Brighton has a rich history of progressive politics and Minnie Turner is a fine example – a member of the Suffragette movement, fighting for a woman’s right to vote. Minnie set up her Brighton home as a Suffragette-friendly space which was both a guest-house and activist hub. The house, marked by a blue plaque on Victoria Road, was one of the foremost meeting places in the South East for the Suffrage movement. Like many of her comrades, Minnie made sacrifices for the cause: she was arrested twice and had a spell in prison. Self-taught and with a reputation for a gentle, kindly nature, Minnie Turner was ahead of her time.
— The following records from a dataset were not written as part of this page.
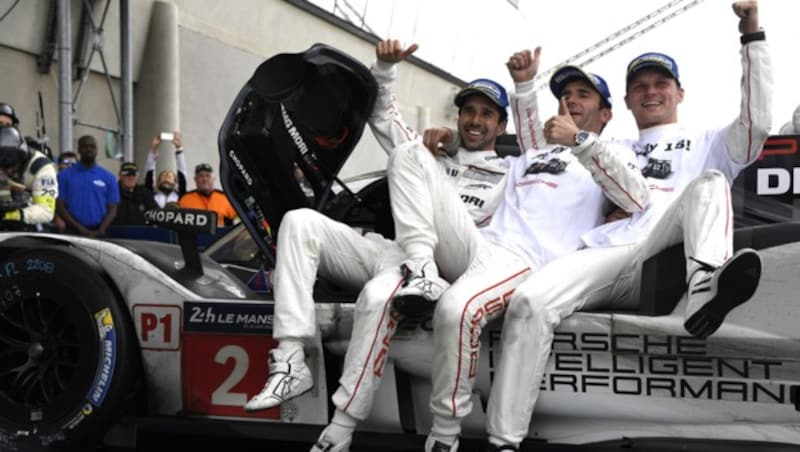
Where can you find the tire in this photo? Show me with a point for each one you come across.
(68, 357)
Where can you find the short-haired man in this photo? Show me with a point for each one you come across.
(689, 176)
(206, 197)
(311, 244)
(168, 185)
(551, 199)
(89, 193)
(26, 170)
(134, 200)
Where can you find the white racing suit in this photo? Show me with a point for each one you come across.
(311, 244)
(549, 202)
(689, 177)
(39, 178)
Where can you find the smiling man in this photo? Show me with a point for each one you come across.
(688, 174)
(311, 244)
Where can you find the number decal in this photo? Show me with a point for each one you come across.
(222, 395)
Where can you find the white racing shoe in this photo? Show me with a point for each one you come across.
(286, 381)
(420, 290)
(432, 445)
(713, 294)
(327, 443)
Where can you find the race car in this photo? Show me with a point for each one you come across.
(99, 336)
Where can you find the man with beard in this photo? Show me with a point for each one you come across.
(311, 244)
(89, 193)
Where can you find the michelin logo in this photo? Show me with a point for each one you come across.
(106, 359)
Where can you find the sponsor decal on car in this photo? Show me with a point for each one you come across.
(108, 354)
(224, 358)
(205, 317)
(661, 366)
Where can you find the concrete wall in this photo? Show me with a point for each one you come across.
(219, 46)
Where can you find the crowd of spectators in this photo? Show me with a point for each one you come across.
(89, 200)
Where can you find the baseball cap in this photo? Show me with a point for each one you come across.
(128, 169)
(203, 167)
(488, 88)
(653, 60)
(566, 74)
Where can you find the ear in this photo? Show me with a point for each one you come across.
(605, 115)
(501, 127)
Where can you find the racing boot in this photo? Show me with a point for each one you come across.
(289, 377)
(714, 293)
(504, 448)
(434, 445)
(420, 290)
(327, 442)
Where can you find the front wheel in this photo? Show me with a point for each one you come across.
(67, 352)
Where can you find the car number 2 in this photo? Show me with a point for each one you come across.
(221, 372)
(223, 394)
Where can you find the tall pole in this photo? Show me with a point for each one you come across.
(127, 80)
(64, 77)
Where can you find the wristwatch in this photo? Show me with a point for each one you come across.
(581, 137)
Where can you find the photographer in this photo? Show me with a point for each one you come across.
(169, 186)
(28, 184)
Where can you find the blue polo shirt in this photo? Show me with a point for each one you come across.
(87, 192)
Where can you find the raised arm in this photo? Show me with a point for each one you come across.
(523, 66)
(745, 137)
(613, 167)
(386, 122)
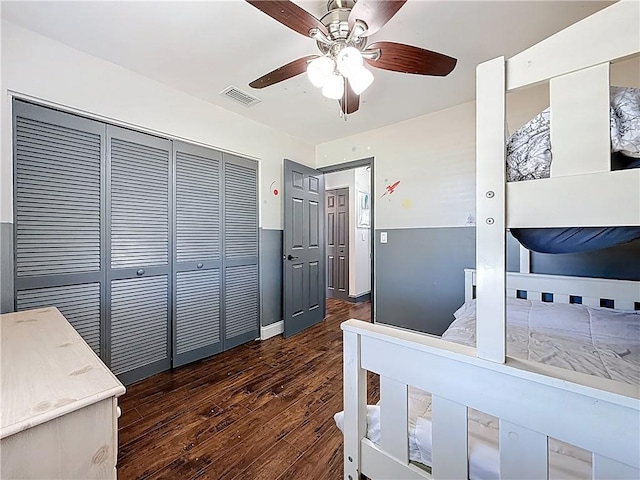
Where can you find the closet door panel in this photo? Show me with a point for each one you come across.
(197, 315)
(198, 287)
(139, 317)
(140, 249)
(139, 204)
(59, 206)
(58, 188)
(198, 232)
(241, 210)
(241, 305)
(241, 287)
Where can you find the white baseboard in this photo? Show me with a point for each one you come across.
(271, 330)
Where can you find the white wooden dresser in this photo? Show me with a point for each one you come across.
(58, 405)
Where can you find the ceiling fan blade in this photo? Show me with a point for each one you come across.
(350, 101)
(375, 13)
(399, 57)
(289, 70)
(290, 15)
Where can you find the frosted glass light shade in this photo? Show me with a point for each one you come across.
(349, 61)
(319, 70)
(360, 80)
(333, 87)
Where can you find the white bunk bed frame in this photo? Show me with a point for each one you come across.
(597, 414)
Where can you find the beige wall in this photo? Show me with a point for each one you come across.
(41, 69)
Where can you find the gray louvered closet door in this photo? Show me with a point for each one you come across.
(198, 260)
(241, 288)
(59, 207)
(139, 212)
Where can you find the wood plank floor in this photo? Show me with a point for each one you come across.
(263, 410)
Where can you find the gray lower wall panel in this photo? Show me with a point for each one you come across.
(420, 279)
(6, 268)
(420, 276)
(271, 276)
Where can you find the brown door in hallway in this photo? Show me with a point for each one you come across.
(338, 243)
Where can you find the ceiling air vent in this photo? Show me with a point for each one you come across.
(239, 96)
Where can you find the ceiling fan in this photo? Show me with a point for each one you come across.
(342, 36)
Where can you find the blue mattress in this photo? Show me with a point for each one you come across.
(580, 239)
(574, 239)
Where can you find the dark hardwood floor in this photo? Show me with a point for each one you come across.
(263, 410)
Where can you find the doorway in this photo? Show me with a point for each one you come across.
(349, 226)
(337, 241)
(304, 240)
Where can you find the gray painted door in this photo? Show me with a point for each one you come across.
(198, 260)
(338, 243)
(303, 250)
(140, 246)
(59, 202)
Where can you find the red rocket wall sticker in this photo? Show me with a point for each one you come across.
(390, 188)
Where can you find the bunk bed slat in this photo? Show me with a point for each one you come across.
(604, 467)
(490, 210)
(376, 463)
(580, 122)
(355, 403)
(580, 45)
(449, 439)
(463, 378)
(523, 453)
(394, 418)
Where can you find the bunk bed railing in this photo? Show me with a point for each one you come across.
(594, 413)
(593, 292)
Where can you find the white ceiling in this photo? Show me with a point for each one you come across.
(203, 47)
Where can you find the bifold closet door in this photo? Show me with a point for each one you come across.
(198, 259)
(241, 286)
(140, 246)
(58, 201)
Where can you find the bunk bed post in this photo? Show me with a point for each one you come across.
(490, 213)
(355, 404)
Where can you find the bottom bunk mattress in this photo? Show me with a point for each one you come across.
(597, 341)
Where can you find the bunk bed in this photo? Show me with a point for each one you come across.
(534, 405)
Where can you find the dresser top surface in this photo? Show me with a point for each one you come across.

Entertainer and male impersonator Vesta Tilley was a shining light in the Edwardian music hall scene, thrilling audiences of the time with her gender-bending performances. Vesta’s comic sketches and songs whilst dressed variously as a judge, policeman or just simply as a man challenged convention and won her masses of fans. She became the most highly-paid female entertainer on the British stage and trod the boards up and down the country. She spent the end of her life at her seafront flat in St Aubyn’s Mansions in Hove and is commemorated there with a blue plaque.
Dr Octavia Wilberforce was not expected to become one of Brighton’s first female GPs. Born into the upper classes, she was expected to fulfil her débutante destiny and marry into the nobility. However, Octavia had other ideas: she jilted her fiancé to study medicine and open a medical retreat in Henfield that took in injured Suffragettes. She went on to become head physician at a leading hospital for women and children, and open her own practice in Montpelier Crescent, where a blue plaque stands today in her honour.